North Korea says that a new Seth Rogen movie is an act of war. I know Neighbors was not his best work, but come on; we don’t need to go nuclear over it! Huh-huh.
Actually we learned this week that North Korean dictator Kim Jun-Un is a little, eensy teensy bit upset at Seth Rogen and James Franco for making a film about people attempting to assassinate him. It seems reasonable that someone would be pissed over a film being made all about their murder. However Kim Jung-Un doesn’t help his case that he’s just a nice guy trying to do what’s right for the people when he wants to go to war over something the star of Zack and Miri Make a Porno did. The reclusive North Korean government has issued a statement saying that the making and screening of Rogen’s film is an act of war. The Interview isn’t set to hit theaters until this October, but North Korea says if it does, the United States could be hit with a lot worse.

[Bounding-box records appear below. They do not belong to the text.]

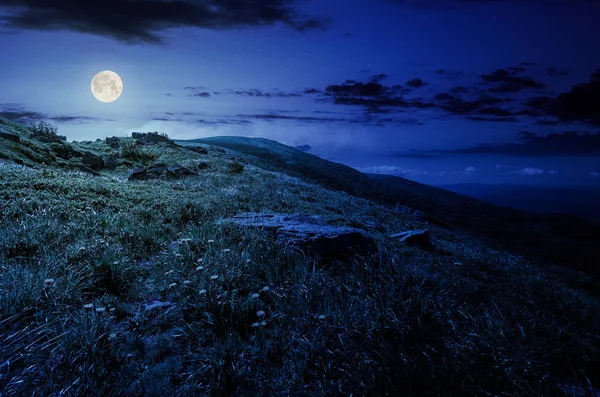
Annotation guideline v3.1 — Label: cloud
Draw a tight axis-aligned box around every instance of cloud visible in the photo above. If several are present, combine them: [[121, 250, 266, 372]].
[[0, 0, 327, 44], [358, 165, 428, 177], [508, 167, 544, 176], [527, 69, 600, 125], [0, 103, 109, 124], [480, 67, 546, 93], [430, 131, 600, 156]]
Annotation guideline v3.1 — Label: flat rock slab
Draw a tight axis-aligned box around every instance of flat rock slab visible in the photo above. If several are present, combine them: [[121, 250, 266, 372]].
[[390, 230, 432, 248], [222, 212, 377, 260]]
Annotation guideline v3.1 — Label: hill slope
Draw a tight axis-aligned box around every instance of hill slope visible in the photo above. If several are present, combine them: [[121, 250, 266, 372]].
[[177, 137, 600, 277], [0, 122, 600, 396]]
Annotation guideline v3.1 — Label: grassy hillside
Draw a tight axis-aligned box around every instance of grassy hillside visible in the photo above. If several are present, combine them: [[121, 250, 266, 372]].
[[0, 121, 600, 396], [178, 137, 600, 280]]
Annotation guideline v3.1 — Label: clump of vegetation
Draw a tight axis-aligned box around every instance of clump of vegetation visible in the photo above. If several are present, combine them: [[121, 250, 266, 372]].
[[227, 161, 244, 174], [0, 120, 600, 396], [29, 121, 66, 141], [120, 139, 156, 162]]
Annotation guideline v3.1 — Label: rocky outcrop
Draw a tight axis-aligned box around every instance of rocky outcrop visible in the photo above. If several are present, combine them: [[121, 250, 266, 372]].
[[106, 136, 121, 149], [102, 156, 119, 170], [129, 163, 198, 181], [390, 230, 432, 249], [222, 212, 377, 261], [131, 132, 172, 143]]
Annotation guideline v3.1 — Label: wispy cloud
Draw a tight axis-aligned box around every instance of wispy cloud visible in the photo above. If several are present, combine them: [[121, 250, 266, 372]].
[[0, 0, 326, 44]]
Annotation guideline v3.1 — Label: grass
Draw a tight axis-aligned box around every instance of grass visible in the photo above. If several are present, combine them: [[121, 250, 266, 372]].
[[0, 119, 600, 396]]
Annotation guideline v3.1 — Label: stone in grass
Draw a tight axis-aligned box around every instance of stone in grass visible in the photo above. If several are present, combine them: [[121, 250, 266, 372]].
[[390, 230, 432, 248]]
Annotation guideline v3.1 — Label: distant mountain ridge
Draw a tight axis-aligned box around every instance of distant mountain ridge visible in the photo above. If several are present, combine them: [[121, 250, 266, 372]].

“The act of making and screening such a movie that portrays an attack on our top leadership… is a most wanton act of terror and act of war, and is absolutely intolerable,” a North Korean Foreign Ministry spokesman said.
Oh no you didn’t.
They went on to request that the United States government ban the film and stop it from being screened and released – or else it would trigger a “resolute and merciless response!” Seems they don’t really “get” how freedom of speech and democracy works. You have to offer up a lot of money for something like that to happen! And right now The Interview is getting a lot of free publicity! So looks like we are going to war with North Korea this October. Sweet! This means I just won a bet on how human civilization will end. The choices were:
A. An asteroid.
B. Global warming.
C. A nuclear war started by a chubby guy with a weird laugh who makes stoner comedies.

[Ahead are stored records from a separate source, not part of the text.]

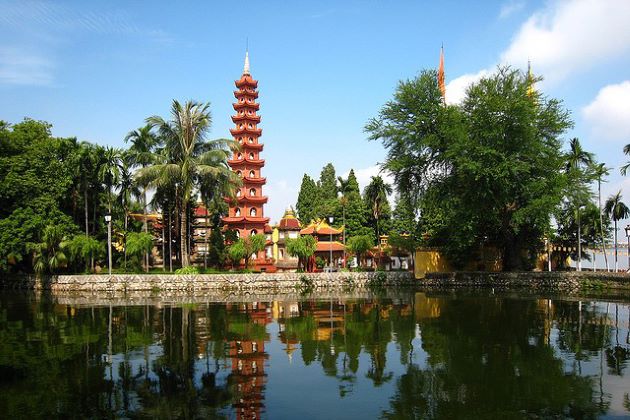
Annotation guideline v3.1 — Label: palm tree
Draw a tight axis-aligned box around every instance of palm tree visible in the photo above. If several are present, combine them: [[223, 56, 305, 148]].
[[117, 155, 142, 271], [567, 137, 593, 271], [125, 124, 160, 270], [363, 175, 393, 243], [99, 146, 122, 214], [591, 163, 610, 271], [137, 100, 240, 267], [604, 191, 630, 272]]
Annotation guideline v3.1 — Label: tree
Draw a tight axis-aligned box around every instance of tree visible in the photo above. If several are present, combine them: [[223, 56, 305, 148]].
[[286, 235, 317, 270], [346, 235, 373, 266], [137, 100, 240, 267], [29, 225, 68, 273], [591, 162, 610, 271], [366, 67, 571, 270], [127, 232, 153, 269], [125, 124, 160, 270], [604, 191, 630, 272], [566, 137, 593, 271], [66, 235, 105, 272], [363, 175, 393, 240], [228, 234, 267, 269], [295, 174, 319, 224]]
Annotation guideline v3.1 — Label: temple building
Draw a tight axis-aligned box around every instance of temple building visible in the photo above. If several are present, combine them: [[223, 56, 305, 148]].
[[272, 209, 301, 271], [300, 219, 346, 267], [223, 53, 273, 271]]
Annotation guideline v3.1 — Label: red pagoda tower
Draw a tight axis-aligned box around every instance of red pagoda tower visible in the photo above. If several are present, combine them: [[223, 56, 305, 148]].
[[223, 53, 273, 271]]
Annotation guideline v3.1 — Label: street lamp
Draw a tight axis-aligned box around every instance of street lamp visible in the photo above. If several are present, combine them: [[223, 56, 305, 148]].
[[105, 214, 112, 276], [625, 225, 630, 271], [328, 216, 335, 268]]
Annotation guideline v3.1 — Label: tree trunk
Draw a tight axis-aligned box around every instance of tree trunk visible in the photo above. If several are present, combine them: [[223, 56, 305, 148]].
[[142, 187, 149, 272], [615, 220, 619, 273], [597, 179, 610, 271], [179, 202, 190, 267], [83, 185, 90, 236], [168, 208, 173, 272]]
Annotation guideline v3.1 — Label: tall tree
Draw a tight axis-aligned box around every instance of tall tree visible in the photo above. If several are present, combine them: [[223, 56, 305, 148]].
[[363, 175, 393, 240], [591, 162, 610, 271], [295, 174, 318, 224], [138, 100, 238, 267], [604, 191, 630, 272], [567, 137, 593, 271], [366, 67, 571, 270]]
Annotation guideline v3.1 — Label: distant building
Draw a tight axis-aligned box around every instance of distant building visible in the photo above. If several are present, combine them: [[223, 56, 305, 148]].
[[300, 219, 346, 267]]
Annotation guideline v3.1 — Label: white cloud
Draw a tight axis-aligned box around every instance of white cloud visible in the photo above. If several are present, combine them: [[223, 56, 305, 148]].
[[500, 0, 630, 82], [0, 47, 54, 86], [582, 80, 630, 143], [446, 0, 630, 104], [446, 69, 490, 105], [499, 0, 525, 19]]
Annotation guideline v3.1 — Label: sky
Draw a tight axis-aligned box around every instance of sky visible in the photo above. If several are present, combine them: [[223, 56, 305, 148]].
[[0, 0, 630, 222]]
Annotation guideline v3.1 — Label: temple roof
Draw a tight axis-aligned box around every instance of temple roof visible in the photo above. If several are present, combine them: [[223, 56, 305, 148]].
[[315, 241, 346, 252], [300, 219, 343, 235], [278, 208, 301, 230]]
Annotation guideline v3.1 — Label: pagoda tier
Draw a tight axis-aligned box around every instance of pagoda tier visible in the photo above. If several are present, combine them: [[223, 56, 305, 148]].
[[223, 50, 269, 260], [230, 126, 262, 137], [228, 157, 265, 170]]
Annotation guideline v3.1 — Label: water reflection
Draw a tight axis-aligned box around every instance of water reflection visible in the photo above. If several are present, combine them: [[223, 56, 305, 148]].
[[0, 292, 630, 419]]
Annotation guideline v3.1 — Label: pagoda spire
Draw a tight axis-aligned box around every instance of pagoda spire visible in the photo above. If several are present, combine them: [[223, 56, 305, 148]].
[[243, 51, 250, 74]]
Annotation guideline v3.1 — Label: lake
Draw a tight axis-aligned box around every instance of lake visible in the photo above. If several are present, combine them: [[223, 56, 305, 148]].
[[0, 290, 630, 419]]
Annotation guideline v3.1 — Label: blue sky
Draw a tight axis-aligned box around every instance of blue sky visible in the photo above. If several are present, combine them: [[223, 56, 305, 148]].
[[0, 0, 630, 221]]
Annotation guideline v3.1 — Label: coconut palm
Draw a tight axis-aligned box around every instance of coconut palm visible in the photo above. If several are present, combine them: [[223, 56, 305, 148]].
[[567, 137, 593, 271], [137, 100, 237, 267], [604, 191, 630, 272], [363, 175, 393, 243], [99, 146, 122, 214], [591, 163, 610, 271], [125, 124, 160, 270]]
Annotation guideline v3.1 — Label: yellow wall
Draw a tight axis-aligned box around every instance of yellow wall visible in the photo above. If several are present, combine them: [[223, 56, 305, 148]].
[[414, 248, 502, 279], [414, 249, 453, 279]]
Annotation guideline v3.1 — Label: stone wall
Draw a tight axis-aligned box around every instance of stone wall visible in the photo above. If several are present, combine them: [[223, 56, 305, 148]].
[[46, 271, 417, 294], [418, 271, 630, 293]]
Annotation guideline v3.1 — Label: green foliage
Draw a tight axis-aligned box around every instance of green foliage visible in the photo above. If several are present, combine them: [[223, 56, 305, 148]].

The answer is C. It was the fat guy with the bong. Always keep your eye on the fat guy with the bong. However, if we do go to war with North Korea, this may not be the strangest reason for a war!
1. The Football War
In the past The World Cup has been the source of more international conflict than just a guy getting bitten. In 1969 El Salvador and Honduras fought the “100 Hours War” over a soccer match. Tensions over immigration issues where high between the two countries already when their teams played each other during a qualifying round of The World Cup. This resulted in riots between the fans and El Salvador attacked Honduras in a conflict that lasted 100 hours. And you thought it was bad when Boston won.
2. The Drunken War
OK, the reason for this war was more traditional but how they fought it was downright WEIRD. After the fall of the Soviet Union Moldova wanted to have closer ties with Romania but an eastern part of the country wanted to stay with Russia. Sounds familiar; however while soldiers and officers fought during the day, they would meet at night to drink together! They even “poured some out for their dead homies” so to speak, drinking to honor the people they had killed during the day. More wars should be like this!
3. The Pig War
I’ll wait for the movie.
In 1859 the United States and Great Britain had a mini war – today what we might call a conflict – over the shooting of a pig on the San Juan Islands. An American farmer living on the island shot a pig who wondered onto his land and was ruining his garden. The pig happened to be owned by an Irishman and the two got into quite an argument over the incident. British authorities threatened to arrest the American and American settlers demanded US military action. Man, they should have both just shared a plate of bacon. As the San Juan territory was under dispute between the two countries, this escalated quickly. However once word of the conflict got back to Washington and London, leaders quickly calmed the situation, thinking; “ya’ll crazy.”
4. The Wooden Bucket War
This is the wooden bucket in question. Would you fight a war over it? Just borrow the bucket.
In 1325 the city state of Modena declared war on its rival city Bologna in order to get a wooden bucket back. Apparently Modena soldiers stole a wooden bucket in Bologna and Bologna declared war over it. It’s like when your neighbor borrows the lawnmower and you have to kill his family to get it back. Kim Jong-Un doesn’t sound so crazy now. Maybe you could start war if they stole the king’s gold, or the princess, but a bucket? The resulting war lasted for twelve bloody years. The awesome part is they never got the bucket back! That stupid bucket is still kept in a Modena bell tower to this day as centuries long running “F-You.”